Hello, I am looking for a cheap rental property near to, or in the Algarve region as I plan to move there soon but would like to be living there to do research on buying and explore different area's, the property does not need need to be brilliant as I live alone now and I am good at repairs etc so make do and mend is ok.
PLEASE DO NOT CONTACT ME IF YOU ARE LOOKING FOR A KINGS RANSOM FOR YOUR HOLIDAY VILLA.


----------



## notlongnow (May 21, 2009)

There are plenty of long term rentals in the Algarve Resident (available online) at the moment including some more "rustic" €300/month type options.

If you google "Casa Sapo" there are plenty of long term rentals there too.

B


----------



## powerhousesteve (Nov 8, 2010)

notlongnow said:


> There are plenty of long term rentals in the Algarve Resident (available online) at the moment including some more "rustic" €300/month type options.
> 
> If you google "Casa Sapo" there are plenty of long term rentals there too.
> 
> B


Many thanks, looking now


----------



## mayotom (Nov 8, 2008)

have sent you a PM


----------



## faith4imani (Oct 11, 2014)

Can you tell me what period the figures listed for properties at "casa sapo" are for?


----------



## SUMMER01 (Feb 4, 2011)

Can suggest you look at Albufeira Camping in Alpouvar Albufeira.
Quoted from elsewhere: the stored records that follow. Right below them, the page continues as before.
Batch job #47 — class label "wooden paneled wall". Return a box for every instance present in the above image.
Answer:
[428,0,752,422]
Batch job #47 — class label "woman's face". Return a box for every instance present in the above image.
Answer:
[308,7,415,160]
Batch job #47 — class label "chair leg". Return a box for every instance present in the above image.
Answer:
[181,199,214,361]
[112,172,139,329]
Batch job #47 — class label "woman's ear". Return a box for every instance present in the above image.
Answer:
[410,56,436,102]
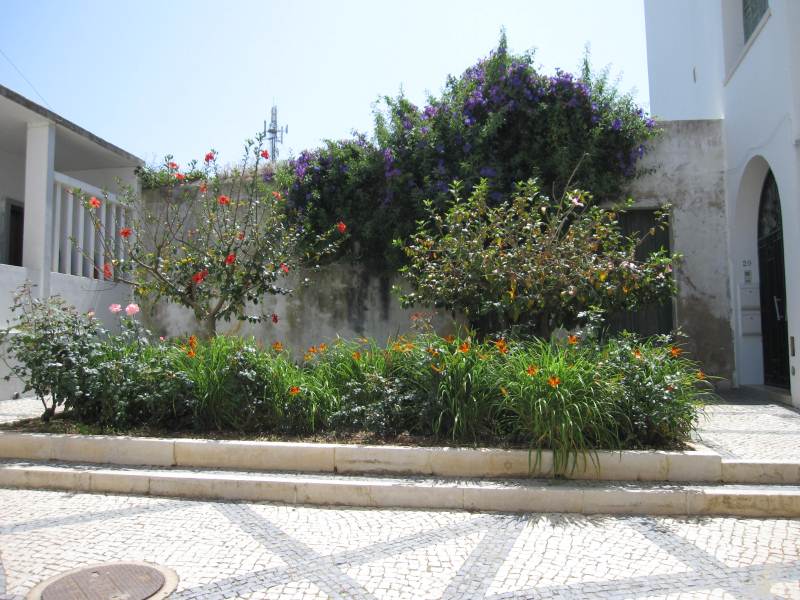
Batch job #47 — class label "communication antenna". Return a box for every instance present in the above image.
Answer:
[264,105,289,164]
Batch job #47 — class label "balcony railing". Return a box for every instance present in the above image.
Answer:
[51,172,125,279]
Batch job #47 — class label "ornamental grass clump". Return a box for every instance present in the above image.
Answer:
[4,292,712,466]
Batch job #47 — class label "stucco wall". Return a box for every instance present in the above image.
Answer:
[145,262,454,356]
[630,120,733,382]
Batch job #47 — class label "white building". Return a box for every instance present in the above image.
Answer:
[645,0,800,406]
[0,86,143,326]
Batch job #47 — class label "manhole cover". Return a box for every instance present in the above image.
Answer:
[28,562,178,600]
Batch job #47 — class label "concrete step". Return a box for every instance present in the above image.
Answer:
[0,460,800,517]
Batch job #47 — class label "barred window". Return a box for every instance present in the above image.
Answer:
[742,0,768,43]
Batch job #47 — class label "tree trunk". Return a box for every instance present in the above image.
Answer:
[199,317,217,340]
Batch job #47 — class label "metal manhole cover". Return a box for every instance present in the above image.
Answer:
[28,562,178,600]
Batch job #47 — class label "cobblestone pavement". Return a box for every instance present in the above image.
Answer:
[698,401,800,461]
[0,489,800,600]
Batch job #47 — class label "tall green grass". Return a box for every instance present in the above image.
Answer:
[64,334,711,470]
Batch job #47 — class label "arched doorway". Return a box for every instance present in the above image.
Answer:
[758,170,789,388]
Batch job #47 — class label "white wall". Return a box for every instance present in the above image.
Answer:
[629,119,734,385]
[644,0,724,121]
[724,0,800,406]
[64,167,138,194]
[0,150,25,202]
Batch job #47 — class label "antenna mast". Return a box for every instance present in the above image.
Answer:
[264,105,289,164]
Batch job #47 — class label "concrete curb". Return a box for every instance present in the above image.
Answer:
[0,432,722,481]
[0,432,800,484]
[0,464,800,518]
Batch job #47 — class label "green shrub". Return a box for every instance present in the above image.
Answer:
[397,180,675,337]
[1,302,710,462]
[0,284,104,421]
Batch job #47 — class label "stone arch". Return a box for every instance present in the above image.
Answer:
[730,155,785,384]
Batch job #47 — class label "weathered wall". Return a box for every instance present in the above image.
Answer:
[145,262,454,356]
[630,120,734,382]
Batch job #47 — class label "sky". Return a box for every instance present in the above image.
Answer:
[0,0,648,169]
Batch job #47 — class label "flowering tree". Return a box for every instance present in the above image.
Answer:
[277,32,657,267]
[80,135,346,336]
[396,179,676,335]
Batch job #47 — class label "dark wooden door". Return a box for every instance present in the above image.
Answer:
[8,204,25,267]
[758,171,789,388]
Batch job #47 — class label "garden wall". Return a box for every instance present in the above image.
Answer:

It has full facilities all year round I believ. Maybe worth a look at on line.


----------



## BodgieMcBodge (Mar 8, 2013)

As a slight alternative to staying in one place long term when looking around this site I use to stay is many different areas either with people who know the area or not as you choose. You getter a better insite to an area this way and often local invaluable advise. 

https://www.airbnb.co.uk/


----------



## BodgieMcBodge (Mar 8, 2013)

BodgieMcBodge said:


> As a slight alternative to staying in one place long term when looking around this site I use to stay is many different areas either with people who know the area or not as you choose. You getter a better insite to an area this way and often local invaluable advise.
> 
> https://www.airbnb.co.uk/


Bloody hell my English turns crap after a night of Bocking.


----------



## 2ctdiamond (Oct 11, 2014)

powerhousesteve said:


> Hello, I am looking for a cheap rental property near to, or in the Algarve region as I plan to move there soon but would like to be living there to do research on buying and explore different area's, the property does not need need to be brilliant as I live alone now and I am good at repairs etc so make do and mend is ok.
> PLEASE DO NOT CONTACT ME IF YOU ARE LOOKING FOR A KINGS RANSOM FOR YOUR HOLIDAY VILLA.


Can´t see a date on this - are you still looking


----------



## xabiaxica (Jun 23, 2009)

2ctdiamond said:


> Can´t see a date on this - are you still looking


November 2010 - so likely they found somewhere by now


----------